Furthermore, recycling plastics has a limited lifecycle, as reusing plastic polymers shortens its polymer chain and weakens it. While it may seem chemical recycling would solve this complication, it is actually an additional demerit. Chemical recycling releases toxic chemicals into the environment and should not be considered as a viable form of recycling plastics.

Nitrile gloves are indeed challenging to recycle compared to some other materials due to their composition and the limited recycling infrastructure for them. Nitrile gloves are made from a synthetic rubber called nitrile, which is not as readily recyclable as some other materials like paper, plastic, or aluminum. While there are some specialized recycling programs and companies that can handle nitrile gloves, they typically require a more complex and energy-intensive recycling process compared to simpler materials. These processes may not be widely available or cost-effective.

As for landfills, there is an obvious disadvantage. More than half our waste is dumped in landfills and we are running out of space. Beyond the issue of space is the production of methane gasses and the potential of waste leakage into groundwater. It is the slowest method of waste disposal too. Yet the faster method of waste disposal, incineration, has its own drawbacks. Burning waste can emit toxic gasses and additional greenhouse gasses.

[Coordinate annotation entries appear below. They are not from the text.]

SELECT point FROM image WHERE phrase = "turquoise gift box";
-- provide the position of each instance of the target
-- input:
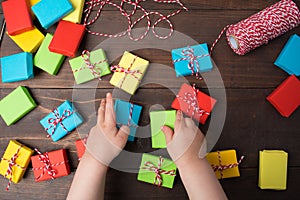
(17, 67)
(49, 12)
(61, 121)
(181, 59)
(122, 109)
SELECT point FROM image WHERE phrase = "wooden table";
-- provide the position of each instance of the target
(251, 124)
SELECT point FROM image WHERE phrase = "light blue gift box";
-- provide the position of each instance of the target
(122, 109)
(289, 57)
(181, 67)
(70, 122)
(49, 12)
(17, 67)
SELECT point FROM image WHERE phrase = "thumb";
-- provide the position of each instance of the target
(168, 133)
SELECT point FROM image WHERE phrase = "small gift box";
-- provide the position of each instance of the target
(157, 120)
(272, 169)
(49, 12)
(157, 170)
(129, 72)
(46, 60)
(289, 58)
(89, 65)
(16, 105)
(61, 121)
(67, 38)
(17, 16)
(50, 165)
(128, 114)
(15, 161)
(80, 147)
(75, 16)
(29, 41)
(191, 60)
(286, 97)
(17, 67)
(194, 103)
(224, 163)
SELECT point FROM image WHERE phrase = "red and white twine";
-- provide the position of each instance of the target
(158, 171)
(136, 4)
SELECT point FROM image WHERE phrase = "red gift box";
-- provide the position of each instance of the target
(50, 165)
(67, 38)
(194, 103)
(80, 146)
(17, 16)
(286, 97)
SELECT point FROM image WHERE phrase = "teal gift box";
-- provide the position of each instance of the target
(153, 166)
(17, 67)
(183, 62)
(61, 121)
(128, 114)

Furthermore, the ashes from the waste must still be disposed of in landfills. In conclusion, there is no perfect sustainable way in disposing of plastic waste. We must continue to push for creating high quality durable products with long lifecycles and avoid the creation of preventable waste.

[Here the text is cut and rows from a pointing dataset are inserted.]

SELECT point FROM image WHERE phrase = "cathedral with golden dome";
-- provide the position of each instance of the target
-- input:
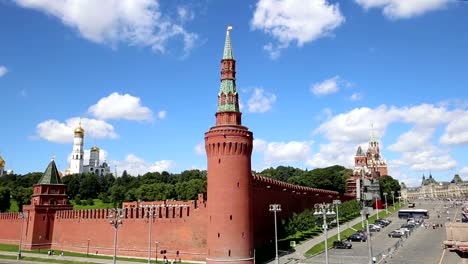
(77, 157)
(2, 166)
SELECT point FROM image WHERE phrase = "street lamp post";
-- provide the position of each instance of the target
(386, 205)
(116, 217)
(275, 208)
(369, 240)
(157, 243)
(87, 250)
(21, 216)
(377, 206)
(150, 214)
(323, 210)
(336, 203)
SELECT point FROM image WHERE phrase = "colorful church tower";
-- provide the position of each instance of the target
(76, 162)
(49, 196)
(228, 147)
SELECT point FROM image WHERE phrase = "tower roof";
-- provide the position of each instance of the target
(2, 161)
(360, 152)
(95, 148)
(227, 55)
(51, 175)
(373, 139)
(228, 96)
(79, 130)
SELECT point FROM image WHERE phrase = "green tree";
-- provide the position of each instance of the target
(4, 199)
(389, 185)
(22, 195)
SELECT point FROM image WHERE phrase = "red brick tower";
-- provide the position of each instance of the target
(48, 197)
(228, 148)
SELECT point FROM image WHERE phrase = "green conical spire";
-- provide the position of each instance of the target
(228, 96)
(227, 55)
(51, 175)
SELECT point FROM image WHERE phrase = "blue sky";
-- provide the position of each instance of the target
(313, 75)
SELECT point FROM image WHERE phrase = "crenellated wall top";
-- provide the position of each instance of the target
(265, 182)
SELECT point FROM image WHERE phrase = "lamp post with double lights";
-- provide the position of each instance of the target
(337, 203)
(116, 217)
(386, 205)
(275, 208)
(21, 216)
(150, 214)
(323, 210)
(377, 206)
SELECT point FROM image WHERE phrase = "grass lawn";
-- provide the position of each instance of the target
(13, 206)
(44, 260)
(98, 204)
(14, 248)
(346, 233)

Uncontaminated nitrile gloves can typically be disposed of in a landfill. The exact time it takes for a traditional nitrile glove to degrade in a landfill can vary depending on environmental conditions, such as temperature, moisture levels, and microbial activity within the landfill. However, it is generally estimated that nitrile gloves can persist in a landfill for several decades to over a century, and in some cases, they may not degrade significantly at all.